ROSEBUD (1975, Otto Preminger) Desafío al mundo

ROSEBUD (1975, Otto Preminger) Desafío al mundo

Sin duda, una de las temáticas acogidas con mayor desapego entre la crítica durante los años 70, fue aquel limitado nicho de producción que abordaba en sus argumentos la controvertida problemática emanada entre Israel y Palestina, tristemente aún hoy de plena actualidad, medio siglo después. Recuerdo a este respecto la pésima acogida recibida en su momento, ante una propuesta tan atractiva como BLACK SUNDAY (Domingo negro, 1977. John Frankenheimer). Pues bien, algo más o menos similar puede decirse de la previa ROSEBUD (Desafío al mundo, 1975), no solo habitualmente considerada la peor película de su director, sino apareciendo en muchas crónicas casi como un subproducto. Situándome entre quienes consideran a Preminger como uno de los cineastas mayores en la Historia del Cine, durante muchos años he sido renuente a visionarla, en la medida que podía incluso pasar un mal rato contemplar una película indigna del talento de un grande. Sin embargo, en los últimos años he modificado ese criterio, en la medida que. a la hora de valorar figuras admiradas, debe ser obligado hacerlo de la manera más completa posible, sobre todo desde la distancia que nos proporciona el paso de varias décadas. Es necesario, por tanto, acercarse a los claroscuros artísticos de las figuras que admiras. Es la única manera de contemplarlos y analizarlos, al mismo tiempo, en toda su complejidad.

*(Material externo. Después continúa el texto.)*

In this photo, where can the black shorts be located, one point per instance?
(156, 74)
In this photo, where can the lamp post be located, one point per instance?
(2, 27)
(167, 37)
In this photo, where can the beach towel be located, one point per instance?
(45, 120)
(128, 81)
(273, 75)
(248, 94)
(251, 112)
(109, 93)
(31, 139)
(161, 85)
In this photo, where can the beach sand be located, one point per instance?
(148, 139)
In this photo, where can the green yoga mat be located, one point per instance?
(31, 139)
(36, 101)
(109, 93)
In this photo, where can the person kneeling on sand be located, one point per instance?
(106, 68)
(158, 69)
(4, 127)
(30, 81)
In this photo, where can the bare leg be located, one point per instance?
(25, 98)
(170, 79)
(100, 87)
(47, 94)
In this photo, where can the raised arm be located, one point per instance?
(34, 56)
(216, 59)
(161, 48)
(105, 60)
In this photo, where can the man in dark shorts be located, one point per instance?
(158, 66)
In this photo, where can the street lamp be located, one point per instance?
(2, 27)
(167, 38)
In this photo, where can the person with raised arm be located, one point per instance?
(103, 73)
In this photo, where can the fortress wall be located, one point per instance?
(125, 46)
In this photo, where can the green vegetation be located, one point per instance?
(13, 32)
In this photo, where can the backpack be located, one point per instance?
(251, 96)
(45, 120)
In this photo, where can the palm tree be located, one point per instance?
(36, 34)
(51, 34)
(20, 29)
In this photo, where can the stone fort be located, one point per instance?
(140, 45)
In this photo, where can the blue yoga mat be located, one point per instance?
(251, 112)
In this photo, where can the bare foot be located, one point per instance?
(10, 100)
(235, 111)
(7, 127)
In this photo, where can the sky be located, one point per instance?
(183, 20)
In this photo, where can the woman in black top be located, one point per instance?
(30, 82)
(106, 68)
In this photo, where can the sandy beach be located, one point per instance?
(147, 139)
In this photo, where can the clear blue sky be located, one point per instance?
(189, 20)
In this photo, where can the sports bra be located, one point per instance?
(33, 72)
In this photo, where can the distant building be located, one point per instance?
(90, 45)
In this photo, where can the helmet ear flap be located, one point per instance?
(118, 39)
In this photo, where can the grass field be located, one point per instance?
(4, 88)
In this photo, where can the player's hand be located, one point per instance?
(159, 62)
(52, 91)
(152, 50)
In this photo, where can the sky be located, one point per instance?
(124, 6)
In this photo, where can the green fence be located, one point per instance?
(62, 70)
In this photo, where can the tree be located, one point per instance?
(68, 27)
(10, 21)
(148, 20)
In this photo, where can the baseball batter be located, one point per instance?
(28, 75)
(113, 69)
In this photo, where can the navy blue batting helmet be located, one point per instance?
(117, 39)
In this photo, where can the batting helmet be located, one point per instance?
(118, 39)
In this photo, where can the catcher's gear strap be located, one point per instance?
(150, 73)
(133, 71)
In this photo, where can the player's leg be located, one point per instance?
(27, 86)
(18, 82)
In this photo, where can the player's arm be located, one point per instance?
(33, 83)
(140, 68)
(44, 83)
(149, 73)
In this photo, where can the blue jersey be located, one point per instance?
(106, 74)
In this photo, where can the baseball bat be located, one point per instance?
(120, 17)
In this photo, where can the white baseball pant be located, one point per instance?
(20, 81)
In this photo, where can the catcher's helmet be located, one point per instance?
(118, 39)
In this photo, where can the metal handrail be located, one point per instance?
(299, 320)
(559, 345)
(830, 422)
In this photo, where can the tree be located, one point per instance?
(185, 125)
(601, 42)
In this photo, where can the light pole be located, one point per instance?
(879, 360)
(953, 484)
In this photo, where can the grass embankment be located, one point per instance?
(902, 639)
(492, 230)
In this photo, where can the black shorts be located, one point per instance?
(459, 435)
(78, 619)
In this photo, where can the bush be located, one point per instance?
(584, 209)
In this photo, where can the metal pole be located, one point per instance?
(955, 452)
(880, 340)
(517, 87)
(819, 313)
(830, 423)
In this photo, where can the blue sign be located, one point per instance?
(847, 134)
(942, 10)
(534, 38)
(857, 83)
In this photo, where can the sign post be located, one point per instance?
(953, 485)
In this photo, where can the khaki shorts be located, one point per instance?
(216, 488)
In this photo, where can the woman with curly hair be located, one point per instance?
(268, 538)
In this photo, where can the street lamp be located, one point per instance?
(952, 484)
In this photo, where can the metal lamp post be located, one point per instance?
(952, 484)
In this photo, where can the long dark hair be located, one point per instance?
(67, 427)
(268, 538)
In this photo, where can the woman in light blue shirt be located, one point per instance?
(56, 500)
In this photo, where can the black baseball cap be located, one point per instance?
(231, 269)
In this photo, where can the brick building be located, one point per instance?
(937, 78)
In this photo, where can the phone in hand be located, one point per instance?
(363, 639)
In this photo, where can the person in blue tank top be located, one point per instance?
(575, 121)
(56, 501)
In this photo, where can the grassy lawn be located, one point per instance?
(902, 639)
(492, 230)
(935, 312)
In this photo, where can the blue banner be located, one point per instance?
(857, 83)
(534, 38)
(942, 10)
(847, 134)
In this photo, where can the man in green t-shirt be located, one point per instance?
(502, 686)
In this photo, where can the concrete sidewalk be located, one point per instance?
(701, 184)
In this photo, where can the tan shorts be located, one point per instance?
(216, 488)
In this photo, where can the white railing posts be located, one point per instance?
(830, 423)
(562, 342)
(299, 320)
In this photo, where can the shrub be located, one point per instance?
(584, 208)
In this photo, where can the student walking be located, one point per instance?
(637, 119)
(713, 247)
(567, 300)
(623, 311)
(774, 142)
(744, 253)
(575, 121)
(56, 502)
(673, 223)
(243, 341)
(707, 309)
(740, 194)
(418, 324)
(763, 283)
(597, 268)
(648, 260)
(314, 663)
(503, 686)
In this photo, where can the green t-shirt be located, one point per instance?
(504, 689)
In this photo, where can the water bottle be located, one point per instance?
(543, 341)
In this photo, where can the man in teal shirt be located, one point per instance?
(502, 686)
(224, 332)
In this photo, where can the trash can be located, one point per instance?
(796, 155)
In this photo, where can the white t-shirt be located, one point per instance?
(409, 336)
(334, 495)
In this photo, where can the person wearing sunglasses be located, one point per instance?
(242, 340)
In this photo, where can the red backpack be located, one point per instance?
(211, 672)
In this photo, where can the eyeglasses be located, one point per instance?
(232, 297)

Es por ello que mis perspectivas ante ROSEBUD no sólo eran mínimas, sino que incluso me lo planteaba como un simple y enojoso trámite completista. Es más, más atractivo me planteaba, de antemano, hacerlo con la previa SKIDOO (1968), esta sí a mi juicio la peor obra de su filmografía. Sin embargo, mi sorpresa ha sido considerable. No por encontrarnos ante una obra maestra o un logro absoluto. En absoluto. Pero sí ante un relato que en mi opinión aparece provisto en todo momento de interés y que, ofreciendo esa mirada revestida de desencanto sobre la condición humana, a mi modo de ver supera el atractivo de la posterior y testamentaria THE HUMAN FACTOR (El factor humano, 1979), quizá excesivamente valorada en función de la base literaria de Graham Greene. Es cierto que mi recuerdo sobre esta última película es bastante lejano en el tiempo, pero me acompaña en él cierta aureola de pequeña decepción.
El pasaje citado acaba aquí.